Tips, Troubleshooting & Variations

  • Serving Suggestions & Pairings
    İskender Kebap should be plated wide rather than piled high, with the pide spread in a shallow layer and the yogurt kept to one side so its cool texture remains distinct. Grilled tomato, blistered green pepper, çoban salatası, pickled mild peppers, and ayran make natural partners. A light Turkish red, such as Kalecik Karası, works with the tomato and butter, while ayran gives the cleanest everyday pairing.
  • Storage & Reheating
    The cooked meat, sauce, and bread keep best in separate containers.

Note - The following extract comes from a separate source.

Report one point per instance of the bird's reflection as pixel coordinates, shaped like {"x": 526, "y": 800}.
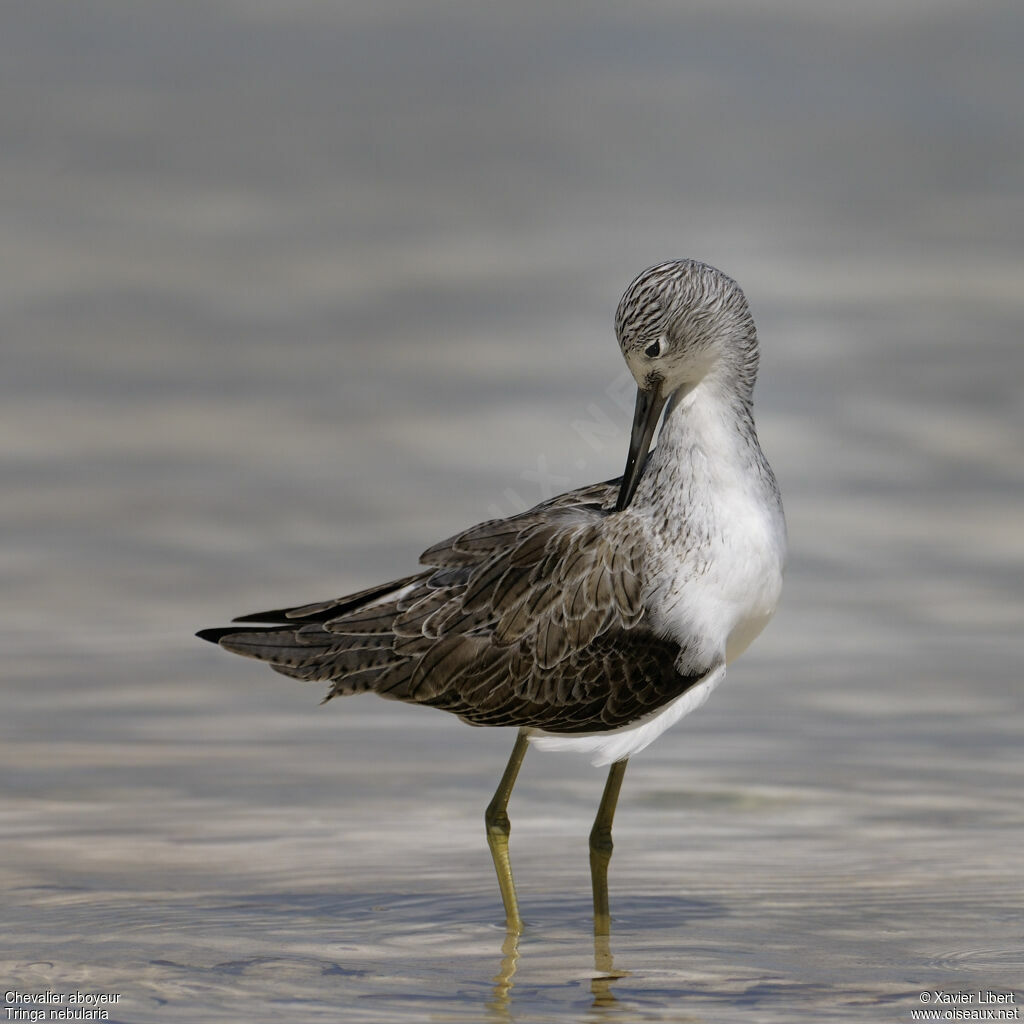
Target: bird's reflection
{"x": 606, "y": 975}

Refrigerate the meat and sauce for up to 3 days; freeze the cooked meat and sauce for up to 2 months. Reheat the sauce gently on the stovetop and warm the meat in a covered pan with a spoonful of water or stock. Toast fresh bread for serving, since sauced pide becomes soft after storage.
  • Variations & Substitutions
    For a vegetarian version, use roasted mushrooms and eggplant in place of meat, with smoked paprika for depth. For gluten-free İskender, use sturdy gluten-free flatbread and toast it well. For a faster weeknight version, buy cooked döner or shawarma-style meat and focus on fresh sauce, yogurt, and butter. For a seasonal version, add charred summer tomatoes in place of canned tomato when ripe tomatoes are sweet and dense.
  • Chef’s Tips
    Slice the meat thinly while it is firm from the freezer; thick pieces will taste more like steak than döner. Cook the tomato paste before adding liquid, since that short frying step removes raw acidity. Pour the butter on last and serve right away, since İskender Kebap depends on hot meat, warm bread, and cool yogurt meeting on the plate.
  • Equipment Needed
    A sharp chef’s knife, cutting board, mixing bowl, small saucepan, heavy skillet or cast-iron pan, tongs, and warm serving plates are needed. A heavy pan matters for the meat, since thin slices brown best on a surface that stays hot after the meat is added. A small saucepan with a pale interior helps monitor the butter as it foams and turns lightly nutty.